Le S.U. mettono la parola “fine” al danno tanatologico

Redazione Scientifica
22 Luglio 2015

«Il più terribile dei mali, la morte, non è nulla per noi, perché quando ci siamo noi non c'è la morte, quando c'è la morte non ci siamo più noi. La morte quindi è nulla, per i vivi come per i morti: perché per i vivi essa non c'è ancora, mentre per quanto riguarda i morti, sono essi stessi a non esserci» (Epicuro – Lettera sulla felicità a Meneceo)

Orientamenti a confronto: il contrasto tra il “nuovo” e il “vecchio”. Da un lato c'è una giurisprudenza, più attuale, che ammette la risarcibilità, iure hereditatis, del danno derivante da perdita della vita verificatasi immediatamente dopo le lesioni riportate in un incidente stradale (Cass., sent., 23 gennaio 2014, n. 1361). Dall'altro c'è, invece, un più vecchia e costante giurisprudenza che ha negato tale risarcibilità (Cass., S.U., n. 3475/1925, confermata dalla Corte. cost., sent., n. 372/1994).

Chi vince? In un caso in cui le parti invocavano il risarcimento iure hereditatis del danno biologico per la morte del congiunto, la Cassazione, rilevato il contrasto giurisprudenziale, ha deciso di rimettere gli atti alle Sezioni Unite.
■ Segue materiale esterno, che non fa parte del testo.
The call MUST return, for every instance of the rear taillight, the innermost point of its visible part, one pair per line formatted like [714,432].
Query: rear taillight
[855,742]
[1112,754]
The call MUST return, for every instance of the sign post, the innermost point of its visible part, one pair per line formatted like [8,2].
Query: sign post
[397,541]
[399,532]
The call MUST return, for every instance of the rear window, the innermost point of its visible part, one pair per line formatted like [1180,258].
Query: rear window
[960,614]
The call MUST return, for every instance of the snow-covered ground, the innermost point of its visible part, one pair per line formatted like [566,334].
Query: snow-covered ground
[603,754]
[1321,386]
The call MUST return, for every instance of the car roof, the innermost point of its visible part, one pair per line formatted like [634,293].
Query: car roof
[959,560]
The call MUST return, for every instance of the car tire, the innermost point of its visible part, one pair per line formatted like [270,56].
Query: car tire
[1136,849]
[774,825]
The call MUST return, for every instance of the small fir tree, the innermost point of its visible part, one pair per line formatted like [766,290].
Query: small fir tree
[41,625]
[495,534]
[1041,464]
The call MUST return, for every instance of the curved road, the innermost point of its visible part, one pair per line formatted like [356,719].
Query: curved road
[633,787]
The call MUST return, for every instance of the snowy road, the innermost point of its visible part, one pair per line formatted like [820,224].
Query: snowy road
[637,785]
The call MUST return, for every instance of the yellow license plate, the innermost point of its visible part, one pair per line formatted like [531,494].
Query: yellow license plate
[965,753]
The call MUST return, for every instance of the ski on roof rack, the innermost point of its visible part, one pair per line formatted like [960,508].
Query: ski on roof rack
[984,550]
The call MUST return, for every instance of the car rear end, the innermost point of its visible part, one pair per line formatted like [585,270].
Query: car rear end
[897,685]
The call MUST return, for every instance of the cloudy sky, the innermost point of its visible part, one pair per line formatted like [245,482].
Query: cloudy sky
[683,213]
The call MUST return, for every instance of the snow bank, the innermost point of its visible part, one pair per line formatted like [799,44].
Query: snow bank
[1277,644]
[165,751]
La questione in esame è la seguente: e' risarcibile o no, iure hereditatis, il danno da perdita della vita immediatamente conseguente alle lesioni derivanti da un fatto illecito?

La risposta delle S.U.: vince il “vecchio”. «Nel caso di morte immediata o che segua entro brevissimo lasso di tempo alle lesioni, si ritiene che non possa essere invocato un diritto al risarcimento del danno iure hereditatis». Le Sezioni Unite, quindi, confermano, mantengono e danno continuità all'orientamento che nega il risarcimento di tale danno.

«L'irrisarcibilità» - spiegano le S.U. - «deriva - non dalla natura personalissima del diritto leso (…) ma dalla assenza di un soggetto al quale, nel momento in cui si verifica, sia collegabile la perdita stessa e nel cui patrimonio possa essere acquisito il relativo credito, ovvero dalla mancanza di utilità di uno spazio di vita brevissimo».

Inoltre, «nel caso di morte cagionata da atto illecito, il danno che ne consegue è rappresentato dalla perdita del bene giuridico "vita" che costituisce bene autonomo, fruibile solo in natura da parte del titolare e insuscettibile di essere reintegrato per equivalente».

Le S.U. hanno anche chiarito che «la progressiva autonomia della disciplina della responsabilità civile da quella penale ha comportato l'obliterazione della funzione sanzionatoria e di deterrenza e (...) l'affermarsi della funzione reintegratoria e riparatoria» della responsabilità civile.

«La coscienza sociale non è criterio che possa legittimamente guidare l'attività dell'interprete del diritto positivo».